After tying their best-of-seven Eastern Conference semifinal series with the Miami Heat at two games apiece, the Philadelphia 76ers came out punchless and dropped the next two games, games that weren’t even close.
It immediately brought up the speculation that head coach Doc Rivers would be fired by general manager Daryl Morey, which is something that has been rumored for a while.
Just hours after the Heat sent Philly home for the summer, Morey said that Rivers isn’t going anywhere.
Daryl Morey says Doc Rivers will be back as coach next season.
— Tim Bontemps (@TimBontemps) May 13, 2022
Even if the Sixers end up firing Rivers later on and replacing him with another established NBA head coach, it would not solve their problem.
Rather, their problems run deeper than whoever is holding a clipboard on their bench.
The Roster Needs An Overhaul
On paper, Philly has one of the better rosters in pro basketball, and one would think that it would give the team a real shot at competing for championships.
In Joel Embiid, the Sixers have arguably the best true center in the NBA, and even if Nikola Jokic is better than him, as the voters for the MVP award feel, Embiid is still a truly dominant and one-of-a-kind player.
He led the league in scoring this season, and his offensive game is a little bit of Hakeem Olajuwon based on a foundation of Moses Malone, the late Hall of Fame big man who led the Sixers to their last world championship in 1983.
Joel Embiid put on quite a performance this season 🎭
🎭 First international-born player to lead the NBA in scoring
🎭 First center to average 30 PPG in 40 years
🎭 Finished second in MVP voting pic.twitter.com/Bis0bVmrnJ
— NBA on ESPN (@ESPNNBA) May 13, 2022
Embiid deserves plenty of credit for getting himself in better shape and going from a merely great player to a truly dominant one, but his play in the playoffs has still left something to be desired.

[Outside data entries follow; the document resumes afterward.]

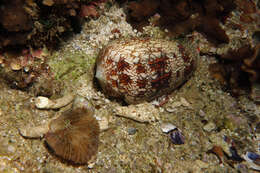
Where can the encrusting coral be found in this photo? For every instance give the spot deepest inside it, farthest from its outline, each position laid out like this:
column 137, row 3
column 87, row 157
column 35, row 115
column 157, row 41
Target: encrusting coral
column 38, row 23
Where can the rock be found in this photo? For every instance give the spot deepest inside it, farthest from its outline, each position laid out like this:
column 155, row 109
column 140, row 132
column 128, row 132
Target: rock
column 209, row 127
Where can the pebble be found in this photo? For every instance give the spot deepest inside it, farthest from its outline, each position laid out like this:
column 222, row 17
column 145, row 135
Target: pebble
column 15, row 66
column 131, row 130
column 167, row 127
column 209, row 127
column 143, row 112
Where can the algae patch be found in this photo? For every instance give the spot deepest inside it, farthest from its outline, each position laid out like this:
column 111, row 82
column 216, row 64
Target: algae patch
column 69, row 66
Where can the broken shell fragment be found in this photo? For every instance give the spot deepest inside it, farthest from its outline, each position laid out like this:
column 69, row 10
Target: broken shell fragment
column 167, row 127
column 45, row 103
column 74, row 136
column 253, row 160
column 177, row 137
column 34, row 132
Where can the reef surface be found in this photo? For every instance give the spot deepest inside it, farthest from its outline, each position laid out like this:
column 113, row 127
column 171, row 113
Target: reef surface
column 214, row 129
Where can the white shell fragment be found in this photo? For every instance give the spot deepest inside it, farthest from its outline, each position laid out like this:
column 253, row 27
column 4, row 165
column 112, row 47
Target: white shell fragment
column 34, row 132
column 143, row 112
column 45, row 103
column 167, row 127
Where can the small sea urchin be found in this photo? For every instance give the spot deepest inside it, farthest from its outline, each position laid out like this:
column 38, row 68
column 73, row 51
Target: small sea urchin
column 74, row 136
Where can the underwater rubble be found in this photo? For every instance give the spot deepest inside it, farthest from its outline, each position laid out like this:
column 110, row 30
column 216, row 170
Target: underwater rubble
column 210, row 123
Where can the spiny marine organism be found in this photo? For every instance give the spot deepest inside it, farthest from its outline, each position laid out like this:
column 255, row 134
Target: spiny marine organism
column 142, row 69
column 74, row 136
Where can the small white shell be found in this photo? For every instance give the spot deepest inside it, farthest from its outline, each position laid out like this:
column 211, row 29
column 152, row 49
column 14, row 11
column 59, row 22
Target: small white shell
column 167, row 127
column 45, row 103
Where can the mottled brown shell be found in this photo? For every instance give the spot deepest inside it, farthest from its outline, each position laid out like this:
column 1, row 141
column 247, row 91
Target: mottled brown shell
column 141, row 69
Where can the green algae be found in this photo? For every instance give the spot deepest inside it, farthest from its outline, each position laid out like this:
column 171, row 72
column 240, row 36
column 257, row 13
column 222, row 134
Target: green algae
column 71, row 65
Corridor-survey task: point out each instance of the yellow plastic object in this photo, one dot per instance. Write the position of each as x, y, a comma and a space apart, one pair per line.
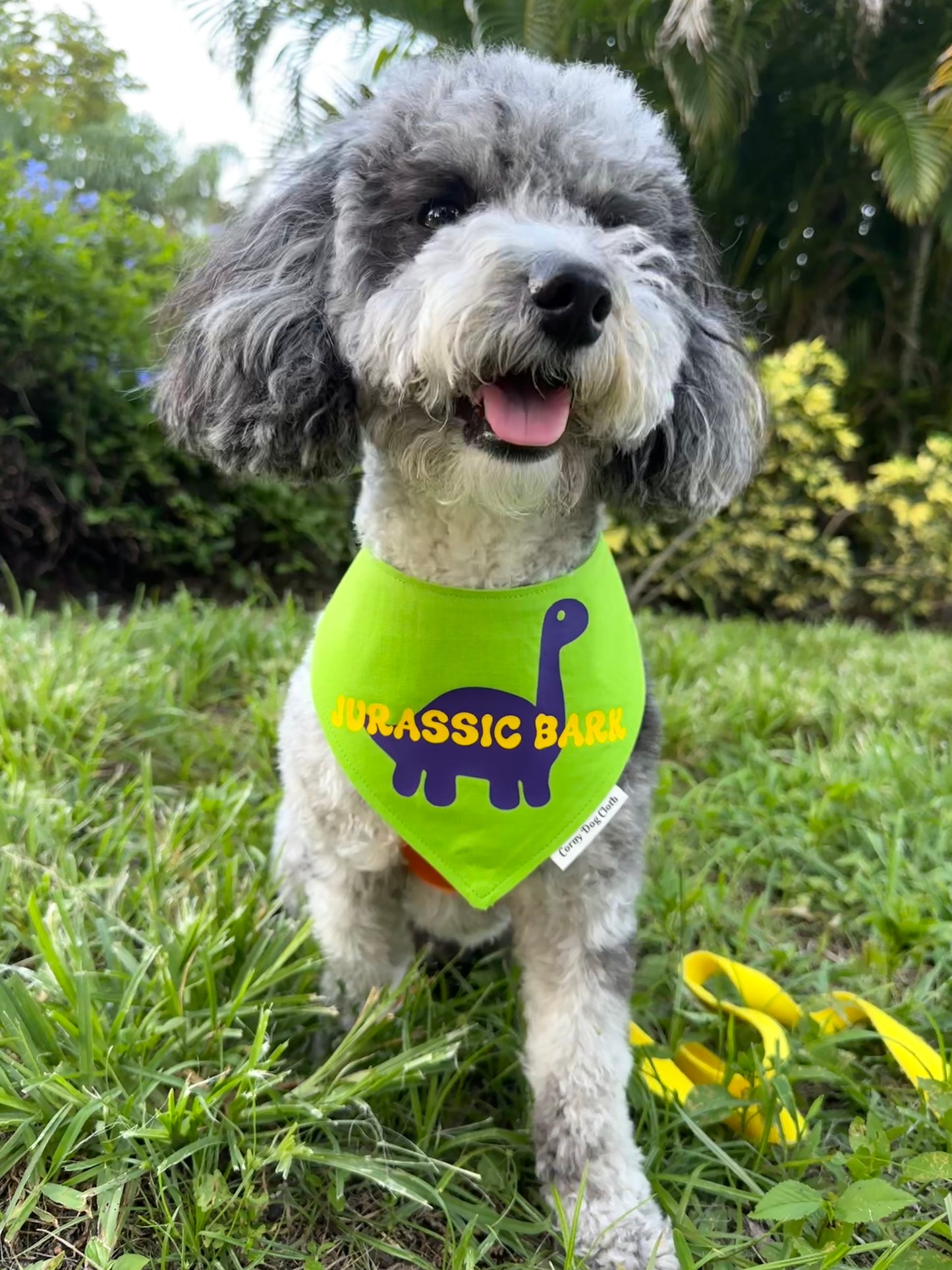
768, 1009
673, 1080
766, 1005
919, 1062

After looking dominant at times in the first round versus the Toronto Raptors, his high-water mark against Miami was Game 4 when he had 24 points and 11 rebounds.
Those numbers are good, but still underwhelming for a man of Embiid’s talent and skill.
When Philly needed Embiid to be his best self, or something close to it, in Game 5 and Game 6, he seemed disengaged and lacking in aggression.
Then there’s the case of James Harden.
But this season, he was unable to hit the broad side of a barn.
In Game 6, Harden took just nine shots all game, which continued a long trend of bad performances in elimination games over the years.
It is axiomatic that teams take on the personality of their best players, and the personality of Embiid and especially Harden in big games simply won’t get it done.
Big Moves May Need To Be Made
Some have speculated that Harden’s struggles this season were caused by the aftereffects of a hamstring injury he suffered last spring.
At age 32, that sounds very concerning, and it may lead one to think that he will never be an All-Star level player again.
The Sixers need to trade Harden and get what they can for him while filling out the roster with players who have fight and toughness, the very qualities that Philadelphians most associate themselves with.